Good Lord Annie Lennox has made some dreadful records over the years. After the dismal pop-punk of the Tourists she and Dave Stewart (a man so gruseome looking that Zo actually gags when she sees him on the TV) formed the almost as dismal Eurythmics who made some truly gruelling bits of synth-rock spread over the 1980's. However, there is one peculiar anomoly in the Lennox catalogue in my view, and that's the third Eurythmics album, Touch (1983). Touch, while still clearly recognisably a Eurythmics album has such an odd feel to it and such great melodies turned to such unexpected effect that it seems to me to be a genuinely great record. With the sole exception of the hugely irritating synthed steel drum workout 'Right By Your Side', every song on the album has something about it - not that they all work but even the failures are at least interesting and even when the album seems corny there's a strange arrangement or set of funny noises going on. It's a chilly album, deliberately off-putting and haughtily disdainful and again with the exception of 'Right By Your Side', it feels as if it doesn't care whether you don't like it. Maybe that's why I do. The version of the album that I've got has a bunch of B-sides and live stuff all of which are fairly terrible, and an unforgivable cover of Bowie's 'Fame'.

Next we have one of those simultaneously great and terrible proto-Nashville country records by a giant of the pop-country scene. This time it's No Place That Far (1998) by Sara Evans. I have no idea why I sometimes like this kind of horrible pap, but there's no getting round it, it's a fact that I do. No Place That Far actually has buried under its many layers of processed production and right-wing country songwriting a tiny vestige of real country, a sliver of bluegrass styling. Surprisingly, this tiny bit of honesty comes from Evans herself - her first album was a decent post Garth Brooks bit of bluegrass honed country-pop and the inflections in her voice still reveal her history and her initial influences on No Place That Far. By the next album every last trace of real country music and emotional honesty have been efficiently eradicated (and it would appear her, to that point, perfectly normal figure reduced and enlarged in specific places by the surgeon's knife), but there's still the faintest pulse of something real at the heart of No Place That Far if you can bear to try and find it.

And we finish with a blast of Australian sunshine pop courtesy of the short-lived by eternally charming Even As We Speak and their sole album, the appropriately titled Feral Pop Frenzy (1993).
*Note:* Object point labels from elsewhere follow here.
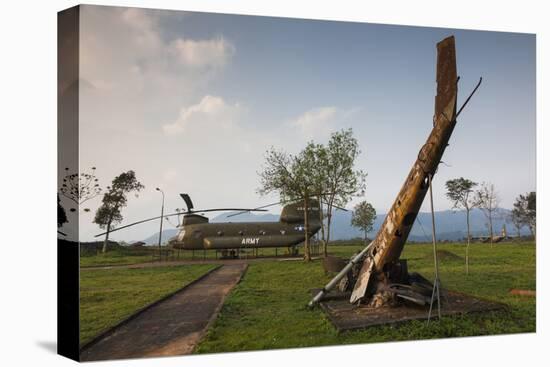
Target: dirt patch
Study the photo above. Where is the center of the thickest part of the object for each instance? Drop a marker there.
(445, 255)
(171, 327)
(345, 316)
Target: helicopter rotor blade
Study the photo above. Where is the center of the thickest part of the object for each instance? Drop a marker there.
(280, 203)
(260, 207)
(180, 213)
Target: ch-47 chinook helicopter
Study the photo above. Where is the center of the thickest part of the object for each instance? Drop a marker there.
(197, 233)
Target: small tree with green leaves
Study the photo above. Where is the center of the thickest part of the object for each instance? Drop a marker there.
(292, 177)
(461, 193)
(61, 215)
(525, 210)
(363, 217)
(108, 215)
(342, 180)
(80, 188)
(487, 200)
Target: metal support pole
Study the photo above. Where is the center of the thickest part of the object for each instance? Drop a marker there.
(435, 289)
(161, 218)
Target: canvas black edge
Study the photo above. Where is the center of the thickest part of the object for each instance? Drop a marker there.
(68, 41)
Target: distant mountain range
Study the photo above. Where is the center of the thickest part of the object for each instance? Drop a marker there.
(450, 225)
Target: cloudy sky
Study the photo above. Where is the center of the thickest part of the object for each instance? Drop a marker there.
(191, 101)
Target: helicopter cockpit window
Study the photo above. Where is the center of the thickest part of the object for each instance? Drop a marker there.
(181, 235)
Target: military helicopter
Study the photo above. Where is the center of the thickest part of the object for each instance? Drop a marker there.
(197, 233)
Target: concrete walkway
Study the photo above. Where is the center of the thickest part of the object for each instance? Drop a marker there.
(171, 327)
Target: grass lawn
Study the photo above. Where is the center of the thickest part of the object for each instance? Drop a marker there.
(128, 257)
(267, 309)
(108, 296)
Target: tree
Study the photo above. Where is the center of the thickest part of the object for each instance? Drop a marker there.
(318, 156)
(461, 193)
(487, 200)
(80, 188)
(342, 181)
(61, 215)
(525, 210)
(292, 177)
(515, 218)
(363, 217)
(108, 214)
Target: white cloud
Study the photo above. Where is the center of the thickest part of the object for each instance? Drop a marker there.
(126, 48)
(211, 111)
(315, 122)
(204, 53)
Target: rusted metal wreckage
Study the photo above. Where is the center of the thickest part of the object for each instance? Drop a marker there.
(377, 276)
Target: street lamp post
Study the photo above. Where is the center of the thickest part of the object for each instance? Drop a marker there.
(161, 218)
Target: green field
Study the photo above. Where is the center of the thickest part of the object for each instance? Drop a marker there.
(268, 308)
(150, 254)
(109, 296)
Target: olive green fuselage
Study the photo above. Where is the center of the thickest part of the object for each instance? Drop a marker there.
(221, 236)
(197, 233)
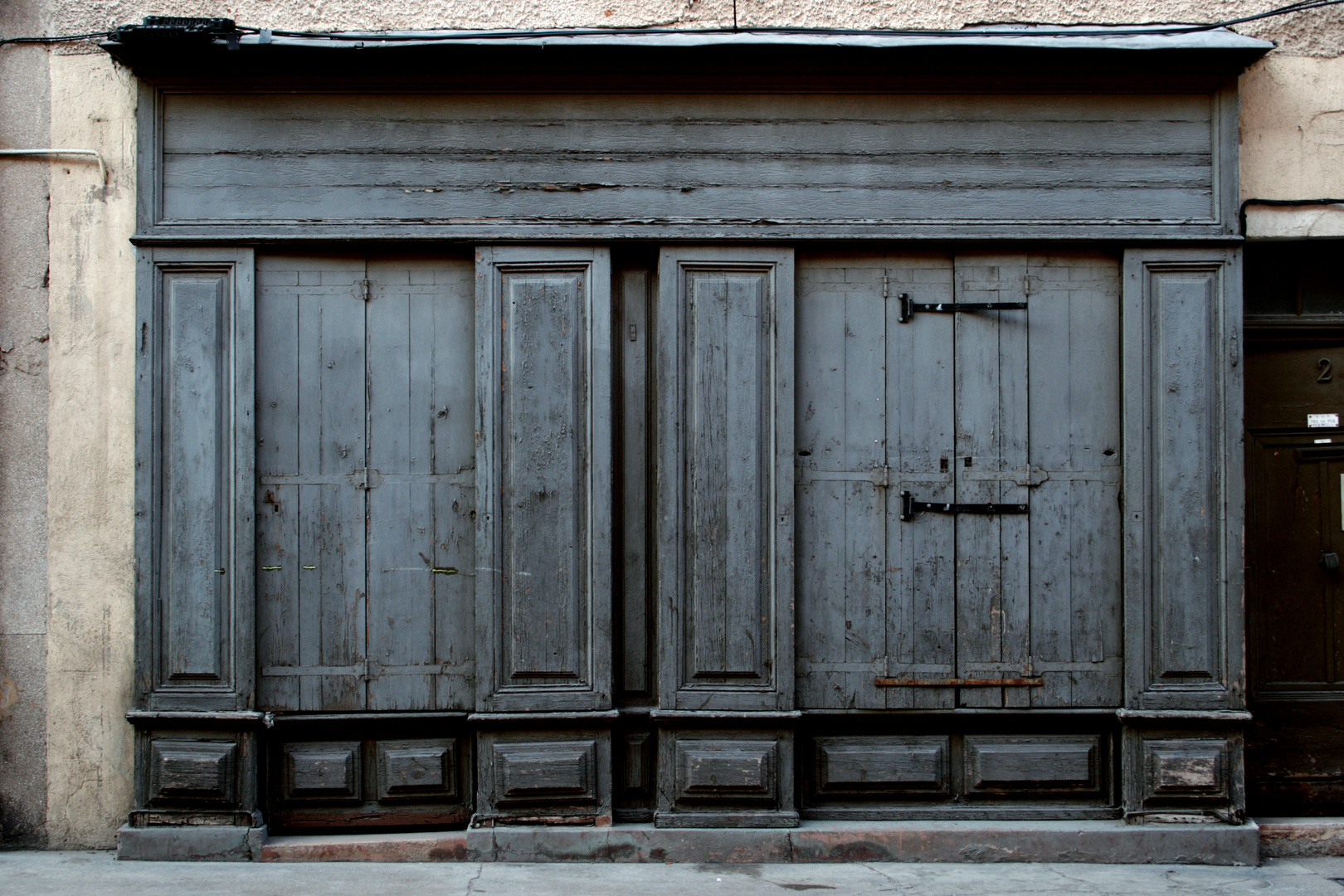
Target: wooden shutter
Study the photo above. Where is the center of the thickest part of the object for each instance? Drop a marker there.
(724, 490)
(421, 485)
(875, 418)
(311, 511)
(973, 407)
(194, 473)
(1183, 480)
(543, 323)
(364, 500)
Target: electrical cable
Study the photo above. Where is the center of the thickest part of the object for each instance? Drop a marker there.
(1079, 32)
(65, 38)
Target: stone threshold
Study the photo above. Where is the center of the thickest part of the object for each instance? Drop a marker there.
(932, 841)
(1301, 837)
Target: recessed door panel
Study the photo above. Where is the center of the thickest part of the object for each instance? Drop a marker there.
(364, 490)
(990, 410)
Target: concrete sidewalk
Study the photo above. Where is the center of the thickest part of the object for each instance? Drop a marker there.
(51, 874)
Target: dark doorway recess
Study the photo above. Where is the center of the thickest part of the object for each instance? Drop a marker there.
(1294, 469)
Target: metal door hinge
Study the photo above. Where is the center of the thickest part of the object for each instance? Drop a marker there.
(908, 308)
(962, 683)
(366, 479)
(908, 507)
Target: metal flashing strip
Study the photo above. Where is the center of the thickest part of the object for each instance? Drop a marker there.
(991, 37)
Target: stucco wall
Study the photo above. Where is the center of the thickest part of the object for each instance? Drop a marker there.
(90, 473)
(1292, 137)
(24, 121)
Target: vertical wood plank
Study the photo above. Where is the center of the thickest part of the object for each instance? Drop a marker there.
(311, 535)
(277, 505)
(921, 429)
(1074, 522)
(195, 429)
(421, 602)
(841, 455)
(636, 621)
(197, 324)
(1185, 603)
(726, 477)
(992, 551)
(544, 373)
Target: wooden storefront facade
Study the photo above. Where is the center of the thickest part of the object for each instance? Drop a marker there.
(717, 431)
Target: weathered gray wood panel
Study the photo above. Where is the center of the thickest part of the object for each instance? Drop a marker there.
(874, 416)
(364, 496)
(311, 514)
(992, 551)
(967, 596)
(421, 485)
(1183, 485)
(194, 448)
(726, 479)
(543, 325)
(636, 629)
(197, 519)
(689, 158)
(1075, 460)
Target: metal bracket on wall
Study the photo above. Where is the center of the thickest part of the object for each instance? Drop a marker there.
(908, 507)
(908, 308)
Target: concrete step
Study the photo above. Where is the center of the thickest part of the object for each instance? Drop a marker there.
(1301, 837)
(947, 841)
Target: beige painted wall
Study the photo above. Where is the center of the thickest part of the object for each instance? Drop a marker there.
(1293, 145)
(90, 445)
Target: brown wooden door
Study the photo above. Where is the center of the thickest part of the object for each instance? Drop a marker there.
(1294, 586)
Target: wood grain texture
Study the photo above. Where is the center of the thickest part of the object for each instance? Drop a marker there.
(421, 442)
(726, 479)
(636, 613)
(544, 458)
(1032, 401)
(364, 496)
(194, 448)
(652, 158)
(1183, 481)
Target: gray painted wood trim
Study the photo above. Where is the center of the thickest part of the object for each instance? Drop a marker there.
(236, 684)
(671, 539)
(149, 156)
(262, 232)
(687, 160)
(1163, 347)
(1227, 136)
(592, 689)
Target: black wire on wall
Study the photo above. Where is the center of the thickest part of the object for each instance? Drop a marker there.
(570, 32)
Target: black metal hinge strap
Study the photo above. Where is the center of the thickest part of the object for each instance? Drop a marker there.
(908, 308)
(960, 683)
(908, 507)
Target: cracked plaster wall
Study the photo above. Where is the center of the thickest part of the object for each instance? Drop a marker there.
(24, 116)
(1293, 147)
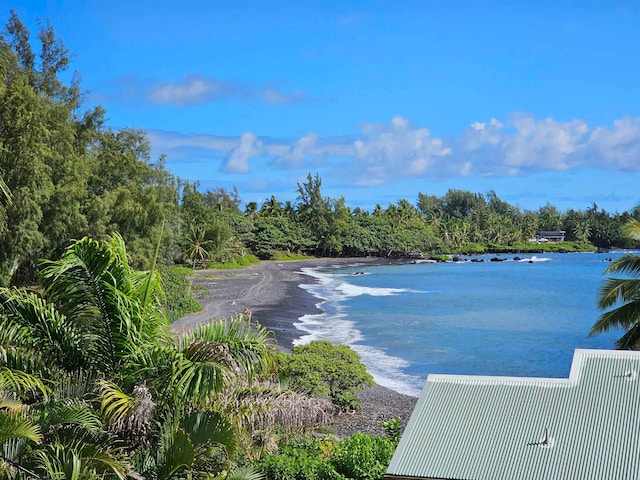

A bracing, brisk collection of two minute indie-pop guitar workouts, Feral Pop Frenzy is a brilliant demonstration that you can be straight down the line with a pop melody while being a little experimental with the form. In amongst the pop nuggets are some weird little acoustic numbers and some downright bizarre spoken-word pieces, which make the album more than simply a pop fizz. It's still that though and songs like 'Falling Down the Stairs' and 'Straight as an Arrow' are as pop as you can get in the indie world. It's brilliant fun stuff and although it sounds very much a product of its time, it still sounds great.